La falta de compras efectivas de China de productos agrícolas estadounidenses y la posibilidad de un acuerdo temporal entre Estados Unidos e Irán para garantizar la libre circulación comercial en el Estrecho de Ormuz configuran un escenario bajista para los mercados agrícolas internacionales. En ese contexto, los operadores muestran impaciencia por la ausencia de operaciones concretas, pese a los compromisos comerciales que se anunciaron tras la reunión entre los presidentes de Estados Unidos y China a principios de mayo.
Dante Romano, profesor e investigador del Centro de Agronegocios y Alimentos de la Universidad Austral, ubicó el foco en la reacción financiera de corto plazo. “El mercado esperaba que los anuncios de China se tradujeran rápidamente en compras físicas de productos agrícolas estadounidenses. Como eso todavía no ocurre, los fondos especulativos podrían acelerar una toma de ganancias que genere presión bajista sobre los precios”, dijo Romano. El posicionamiento de los fondos agrega sensibilidad: mantienen posiciones compradas por más de 12,5 millones de toneladas de soja y más de 11 millones de toneladas de maíz en Chicago.

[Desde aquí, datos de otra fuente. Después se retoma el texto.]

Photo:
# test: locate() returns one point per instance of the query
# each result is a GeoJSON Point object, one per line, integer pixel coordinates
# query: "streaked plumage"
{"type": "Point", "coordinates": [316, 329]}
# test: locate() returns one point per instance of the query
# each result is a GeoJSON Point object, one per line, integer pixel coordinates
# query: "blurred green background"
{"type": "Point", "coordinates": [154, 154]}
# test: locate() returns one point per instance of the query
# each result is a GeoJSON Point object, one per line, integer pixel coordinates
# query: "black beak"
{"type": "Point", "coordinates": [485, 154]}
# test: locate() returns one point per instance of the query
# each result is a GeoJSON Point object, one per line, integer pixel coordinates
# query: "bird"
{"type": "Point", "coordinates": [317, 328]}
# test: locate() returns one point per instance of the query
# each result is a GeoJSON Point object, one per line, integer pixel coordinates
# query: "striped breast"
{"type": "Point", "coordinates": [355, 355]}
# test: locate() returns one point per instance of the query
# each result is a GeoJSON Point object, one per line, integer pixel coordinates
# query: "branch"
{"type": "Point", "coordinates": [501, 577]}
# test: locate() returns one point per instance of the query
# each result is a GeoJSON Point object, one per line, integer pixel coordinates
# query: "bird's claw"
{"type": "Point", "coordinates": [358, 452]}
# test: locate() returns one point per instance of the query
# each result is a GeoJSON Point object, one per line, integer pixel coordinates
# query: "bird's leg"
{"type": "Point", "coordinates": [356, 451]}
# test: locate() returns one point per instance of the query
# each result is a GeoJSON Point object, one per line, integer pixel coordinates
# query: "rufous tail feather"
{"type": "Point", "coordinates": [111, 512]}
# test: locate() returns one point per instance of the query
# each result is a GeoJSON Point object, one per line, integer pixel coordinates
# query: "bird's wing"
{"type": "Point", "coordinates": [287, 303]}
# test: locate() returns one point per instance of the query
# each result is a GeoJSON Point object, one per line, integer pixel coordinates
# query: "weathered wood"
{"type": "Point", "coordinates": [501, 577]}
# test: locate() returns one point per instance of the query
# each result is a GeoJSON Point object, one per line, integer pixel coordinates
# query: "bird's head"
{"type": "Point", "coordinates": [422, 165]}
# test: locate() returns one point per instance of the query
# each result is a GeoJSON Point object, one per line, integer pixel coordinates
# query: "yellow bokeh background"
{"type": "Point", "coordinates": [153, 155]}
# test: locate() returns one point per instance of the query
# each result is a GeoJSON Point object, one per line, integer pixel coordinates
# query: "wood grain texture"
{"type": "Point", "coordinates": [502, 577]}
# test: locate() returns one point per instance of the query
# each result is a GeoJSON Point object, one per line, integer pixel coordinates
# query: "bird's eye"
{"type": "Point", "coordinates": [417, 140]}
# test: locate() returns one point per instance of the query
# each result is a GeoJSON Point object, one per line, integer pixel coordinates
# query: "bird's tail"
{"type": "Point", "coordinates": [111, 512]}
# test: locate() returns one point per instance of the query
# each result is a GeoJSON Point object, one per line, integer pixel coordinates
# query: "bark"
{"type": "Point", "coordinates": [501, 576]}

El marco internacional también está atravesado por costos de producción asociados a fertilizantes y por el frente geopolítico. China habilitó cuotas de exportación de urea para moderar los precios internacionales y la Unión Europea suspendió durante doce meses los aranceles a la importación de fertilizantes nitrogenados. En paralelo, Estados Unidos investiga aumentos considerados excesivos luego de que el valor de la urea registrara subas de hasta 55%.
India aparece como otro punto de atención por el clima. Las perspectivas de lluvias monzónicas se ubican en su nivel más bajo de los últimos 11 años debido al fenómeno de El Niño, con riesgo sobre la producción agrícola. “India normalmente no es un actor que mueva por sí solo los mercados globales, pero una caída importante en su producción de oleaginosas y trigo podría generar impactos relevantes en la oferta mundial”, dijo Romano.
En soja, la preocupación por China convive con señales desde Asia. India canceló exportaciones de harina de soja por 25.000 toneladas y comenzó a importar materia prima tras fuertes aumentos de precios internos provocados por una menor producción. Indonesia, por su parte, decidió centralizar las exportaciones de aceite de palma mediante una agencia estatal, una medida que introduce incertidumbre sobre la continuidad y fluidez de los embarques.
En el plano local, la cosecha de soja cubre el 84,6% del área sembrada y la Bolsa de Cereales elevó la estimación de producción a 50,1 millones de toneladas. La superficie pendiente se concentra en el NEA, NOA y el extremo sur bonaerense, con menor influencia sobre el flujo hacia Rosario. “La presión de cosecha sobre los puertos del Gran Rosario comienza a reducirse”, dijo Romano, y agregó que esa dinámica permitió una mejora en la capacidad de pago y mayores volúmenes de venta.
En maíz, la siembra estadounidense alcanza el 86% del área prevista y el 60% de los cultivos ya emergió, mientras las exportaciones continúan firmes. En Argentina, la cosecha avanza al 34,7% por la prioridad de soja y la elevada humedad de los lotes tardíos; en el norte del país se informaron rendimientos iniciales en torno a 59 quintales por hectárea. En trigo, la siembra local cubre el 14,2% de 6,5 millones de hectáreas proyectadas y la reducción de derechos de exportación del 7,5% al 5,5% mejoró la capacidad teórica de pago en aproximadamente 5 dólares por tonelada, con precios estabilizados cerca de los 230 dólares por tonelada.